The next morning, after giving the toddlerette her share of guilt-reducing mama’s-been-away gifts, I inquired after the main figure of her exciting day. “Did you have fun looking for Rozz, sweetie?”
“Oh, yes, Mama! She was wapping!” exclaimed my little flower, baby-blues agog with delight.
Our household is far more multi-lingual than I am, so I went over to dad’s study, to ask if Dutch dogs wap, and how they do so.
“No, I can’t say that they do,” said the man I’d married. “They waf, sort of, or vuhff, you’d call it.”
Back to the kid, to inquire. “Rosie-pie, can you tell me what you meant, when you said that Rozz was wapping?”
Heaven hath no angel sweeter than my round-faced little one.

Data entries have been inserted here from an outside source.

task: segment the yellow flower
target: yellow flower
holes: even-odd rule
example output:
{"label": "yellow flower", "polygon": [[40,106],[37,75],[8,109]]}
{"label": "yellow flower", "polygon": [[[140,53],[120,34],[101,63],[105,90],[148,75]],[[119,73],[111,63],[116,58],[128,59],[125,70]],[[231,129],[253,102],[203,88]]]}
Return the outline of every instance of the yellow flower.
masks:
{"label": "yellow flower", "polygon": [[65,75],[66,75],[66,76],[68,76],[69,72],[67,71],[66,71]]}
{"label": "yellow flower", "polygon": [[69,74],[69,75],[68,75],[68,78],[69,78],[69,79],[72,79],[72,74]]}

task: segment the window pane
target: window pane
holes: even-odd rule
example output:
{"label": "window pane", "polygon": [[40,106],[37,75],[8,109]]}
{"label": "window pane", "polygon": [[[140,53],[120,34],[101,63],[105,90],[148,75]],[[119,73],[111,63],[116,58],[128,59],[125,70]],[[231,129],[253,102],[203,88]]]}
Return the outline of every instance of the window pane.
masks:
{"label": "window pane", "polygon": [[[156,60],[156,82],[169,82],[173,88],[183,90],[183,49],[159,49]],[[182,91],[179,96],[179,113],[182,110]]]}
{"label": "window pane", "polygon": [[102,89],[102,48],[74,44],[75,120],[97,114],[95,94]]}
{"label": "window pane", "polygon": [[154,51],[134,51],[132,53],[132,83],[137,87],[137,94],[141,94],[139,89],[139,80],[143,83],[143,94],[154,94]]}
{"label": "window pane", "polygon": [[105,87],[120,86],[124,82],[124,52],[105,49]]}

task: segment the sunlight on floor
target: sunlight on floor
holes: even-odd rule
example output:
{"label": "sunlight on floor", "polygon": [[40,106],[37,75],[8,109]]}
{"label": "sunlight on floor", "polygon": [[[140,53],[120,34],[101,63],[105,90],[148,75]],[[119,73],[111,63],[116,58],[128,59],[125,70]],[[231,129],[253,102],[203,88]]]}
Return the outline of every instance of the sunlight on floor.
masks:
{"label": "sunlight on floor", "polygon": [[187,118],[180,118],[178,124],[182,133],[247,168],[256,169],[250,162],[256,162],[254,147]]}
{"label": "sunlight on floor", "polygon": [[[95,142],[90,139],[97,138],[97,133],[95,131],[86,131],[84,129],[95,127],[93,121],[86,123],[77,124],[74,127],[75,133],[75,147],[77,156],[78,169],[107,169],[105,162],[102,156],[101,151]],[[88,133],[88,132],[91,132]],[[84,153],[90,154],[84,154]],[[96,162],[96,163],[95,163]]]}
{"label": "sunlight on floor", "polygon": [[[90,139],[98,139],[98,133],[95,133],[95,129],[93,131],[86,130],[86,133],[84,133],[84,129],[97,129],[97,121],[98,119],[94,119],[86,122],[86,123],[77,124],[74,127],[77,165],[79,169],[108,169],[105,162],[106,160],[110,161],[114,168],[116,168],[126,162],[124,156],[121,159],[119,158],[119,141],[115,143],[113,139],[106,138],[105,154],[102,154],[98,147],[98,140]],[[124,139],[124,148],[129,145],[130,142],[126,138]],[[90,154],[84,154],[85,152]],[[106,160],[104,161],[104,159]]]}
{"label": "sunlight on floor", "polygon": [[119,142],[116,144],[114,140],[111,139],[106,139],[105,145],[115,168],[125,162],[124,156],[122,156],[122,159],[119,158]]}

She looked up from her coloring project with an incredulous look. Mama was being dense again, it seemed. “Rozz was wapping!” she insisted.

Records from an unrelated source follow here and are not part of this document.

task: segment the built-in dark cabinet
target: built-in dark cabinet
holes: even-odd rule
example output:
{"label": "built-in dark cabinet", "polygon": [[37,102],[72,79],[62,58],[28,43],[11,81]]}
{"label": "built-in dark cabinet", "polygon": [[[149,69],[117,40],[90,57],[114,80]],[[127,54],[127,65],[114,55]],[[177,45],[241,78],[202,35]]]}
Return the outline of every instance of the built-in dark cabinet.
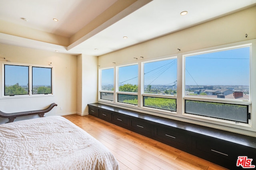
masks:
{"label": "built-in dark cabinet", "polygon": [[97,117],[99,117],[99,109],[93,106],[89,107],[89,114]]}
{"label": "built-in dark cabinet", "polygon": [[130,119],[130,129],[147,137],[154,137],[154,125],[150,121],[138,118]]}
{"label": "built-in dark cabinet", "polygon": [[96,103],[89,114],[230,169],[239,156],[256,166],[256,137]]}
{"label": "built-in dark cabinet", "polygon": [[99,110],[99,118],[106,121],[111,122],[112,121],[112,112],[100,109]]}
{"label": "built-in dark cabinet", "polygon": [[113,124],[129,129],[130,119],[128,116],[116,113],[113,113],[112,115],[112,123]]}
{"label": "built-in dark cabinet", "polygon": [[190,152],[192,137],[185,130],[158,123],[154,126],[155,139],[179,149]]}

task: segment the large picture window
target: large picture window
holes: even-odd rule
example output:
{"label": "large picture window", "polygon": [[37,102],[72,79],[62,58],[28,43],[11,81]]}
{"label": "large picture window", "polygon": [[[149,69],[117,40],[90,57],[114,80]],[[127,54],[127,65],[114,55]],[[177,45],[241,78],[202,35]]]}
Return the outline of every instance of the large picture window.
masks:
{"label": "large picture window", "polygon": [[52,93],[52,68],[32,67],[32,94]]}
{"label": "large picture window", "polygon": [[114,101],[114,68],[100,70],[100,99]]}
{"label": "large picture window", "polygon": [[138,65],[118,68],[118,102],[138,105]]}
{"label": "large picture window", "polygon": [[11,64],[4,66],[4,96],[26,95],[29,96],[52,94],[52,68]]}
{"label": "large picture window", "polygon": [[4,96],[28,94],[28,66],[4,65]]}
{"label": "large picture window", "polygon": [[255,124],[256,41],[245,42],[100,69],[99,100],[246,129]]}
{"label": "large picture window", "polygon": [[186,113],[248,123],[250,47],[184,56]]}
{"label": "large picture window", "polygon": [[144,68],[143,106],[176,111],[176,57],[145,63]]}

“But,” I persisted, “what exactly was she doing?”
She picked up a purple color.
“No, really, sweetie; did she wap with her mouth?”
“No, Mama.”
“Ok, did she wap with her paws?”
“She was wapping with the other dogs, mama,” she said, with a somewhat condescending tone. It had taken me a while to figure out that the schhhhadyou was just a shadow in Dutch, so she already knew I was a bit slow.

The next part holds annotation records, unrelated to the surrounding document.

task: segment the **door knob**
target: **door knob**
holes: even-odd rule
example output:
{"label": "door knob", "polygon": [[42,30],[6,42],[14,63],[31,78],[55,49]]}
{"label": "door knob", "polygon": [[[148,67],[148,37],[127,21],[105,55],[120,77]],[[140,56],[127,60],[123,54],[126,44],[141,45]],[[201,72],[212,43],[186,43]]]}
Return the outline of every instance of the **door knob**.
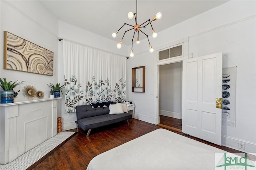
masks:
{"label": "door knob", "polygon": [[216,98],[215,99],[215,106],[218,109],[222,109],[222,98]]}

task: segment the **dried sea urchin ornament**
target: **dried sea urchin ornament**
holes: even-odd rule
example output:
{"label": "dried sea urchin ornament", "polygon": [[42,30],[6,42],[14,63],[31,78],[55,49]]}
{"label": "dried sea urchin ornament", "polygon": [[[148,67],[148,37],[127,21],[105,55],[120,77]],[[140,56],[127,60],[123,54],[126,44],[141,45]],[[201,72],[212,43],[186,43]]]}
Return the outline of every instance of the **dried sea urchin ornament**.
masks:
{"label": "dried sea urchin ornament", "polygon": [[32,86],[27,85],[23,88],[22,93],[28,99],[33,100],[36,96],[36,89]]}
{"label": "dried sea urchin ornament", "polygon": [[44,97],[44,93],[41,90],[38,91],[36,92],[37,97],[40,99],[42,99]]}

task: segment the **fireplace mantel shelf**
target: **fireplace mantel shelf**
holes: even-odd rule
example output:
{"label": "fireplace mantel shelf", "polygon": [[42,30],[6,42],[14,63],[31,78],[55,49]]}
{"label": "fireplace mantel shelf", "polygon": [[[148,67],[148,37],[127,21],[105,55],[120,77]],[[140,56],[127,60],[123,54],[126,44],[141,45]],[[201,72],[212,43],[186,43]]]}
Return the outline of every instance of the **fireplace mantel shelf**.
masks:
{"label": "fireplace mantel shelf", "polygon": [[0,104],[0,164],[10,162],[57,135],[61,98]]}
{"label": "fireplace mantel shelf", "polygon": [[17,102],[14,103],[4,104],[0,104],[0,106],[12,106],[12,105],[17,105],[22,104],[26,104],[30,103],[46,101],[47,100],[54,100],[56,99],[61,99],[62,98],[62,97],[61,97],[60,98],[48,98],[42,99],[36,99],[34,100],[24,100],[22,101]]}

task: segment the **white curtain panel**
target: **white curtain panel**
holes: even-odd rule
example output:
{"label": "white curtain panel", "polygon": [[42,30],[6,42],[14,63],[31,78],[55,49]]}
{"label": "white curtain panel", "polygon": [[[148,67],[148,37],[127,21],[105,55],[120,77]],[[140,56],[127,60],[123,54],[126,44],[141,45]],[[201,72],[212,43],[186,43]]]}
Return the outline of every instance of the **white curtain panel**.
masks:
{"label": "white curtain panel", "polygon": [[125,101],[126,57],[63,40],[65,112],[92,102]]}

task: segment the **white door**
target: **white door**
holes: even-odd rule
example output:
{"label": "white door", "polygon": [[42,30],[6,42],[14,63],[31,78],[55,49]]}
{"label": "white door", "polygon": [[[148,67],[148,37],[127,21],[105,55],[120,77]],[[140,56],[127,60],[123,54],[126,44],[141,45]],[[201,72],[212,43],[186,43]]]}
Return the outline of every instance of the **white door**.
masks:
{"label": "white door", "polygon": [[222,53],[183,61],[182,131],[221,145]]}

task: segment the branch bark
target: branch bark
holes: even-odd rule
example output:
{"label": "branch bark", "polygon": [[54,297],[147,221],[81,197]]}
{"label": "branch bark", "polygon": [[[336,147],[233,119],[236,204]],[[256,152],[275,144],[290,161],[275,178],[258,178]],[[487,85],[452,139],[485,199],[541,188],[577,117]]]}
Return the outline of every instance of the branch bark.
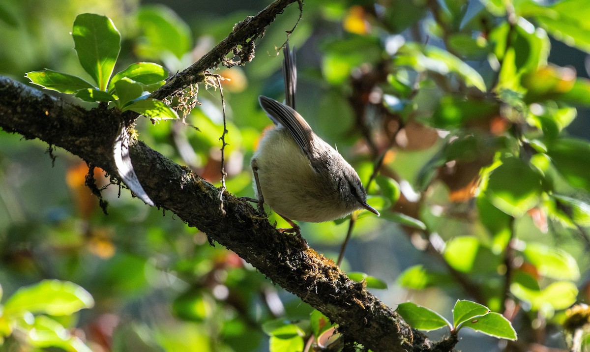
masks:
{"label": "branch bark", "polygon": [[[266,26],[296,1],[277,0],[240,22],[211,52],[172,77],[152,97],[162,98],[202,81],[206,70],[218,65],[233,48],[261,37]],[[253,53],[253,45],[251,50]],[[86,110],[0,76],[0,128],[61,147],[113,178],[113,143],[120,128],[134,117],[101,106]],[[141,141],[133,139],[129,144],[135,173],[158,207],[172,211],[323,312],[339,325],[341,333],[373,351],[438,350],[363,284],[350,281],[332,261],[312,248],[303,249],[293,236],[278,232],[249,203],[225,192],[224,214],[219,189]]]}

“Did the dogs wap together, honey?”
“They was wapping, mama!”
“Did they wap in the water?” I saw the look in her eyes and dropped the notion. Wapping was a land-based activity. “Do they wap with their leashes around a tree?” Nope. No leashes. Which was how Rozz got away from Sheri and set out on the wap path in the first place.
I tried another tack. “Rose-toes, can you tell me where she was wapping? Was she wapping on the beach?”
There’s a sort of desperation that creeps into a mother’s voice, when she’s doing her best to use a word that she hasn’t quite fathomed nonchalantly, as if it were hers to begin with. Rose picked up on it right away. “Mama, Rozz was wapping, by the water, with the dogs,” she intoned. Her emphases were as clear as her patience. Mama may be a bit slow, but has been known to be useful. “She had a red scarf.”
Rozz is a black mostly-Labrador, not given to fashion accessories.
I tried to act out a good doggie wap. “Did she wap like this?” I asked, on all fours. Not. “Or like this?” I rolled over and imitated a dog-on-rug backscratching session. No, not that either. “Can you show me how she wapped?”
But enough had been, apparently, enough. Rose has been careful not to use complicated words around me, although she did tell her dad that “Rozz and the other dogs were really wapping.” But she had to make sure I wasn’t around to witness this confidence. He didn’t think it was crucial. “Next time she sees a dog wap, she’ll show us; she’s considerate, she likes teaching us,” he reassured me.
I hope so. Next time, I want to see it, too. Because I couldn’t help asking her, the other day, whether all the dogs wapped or only Rozz, and if I’m to believe my informant, they were all wapping, in plain view of Water Street traffic.
And wouldn’t you know it? They picked a day I was out of town to do it, too.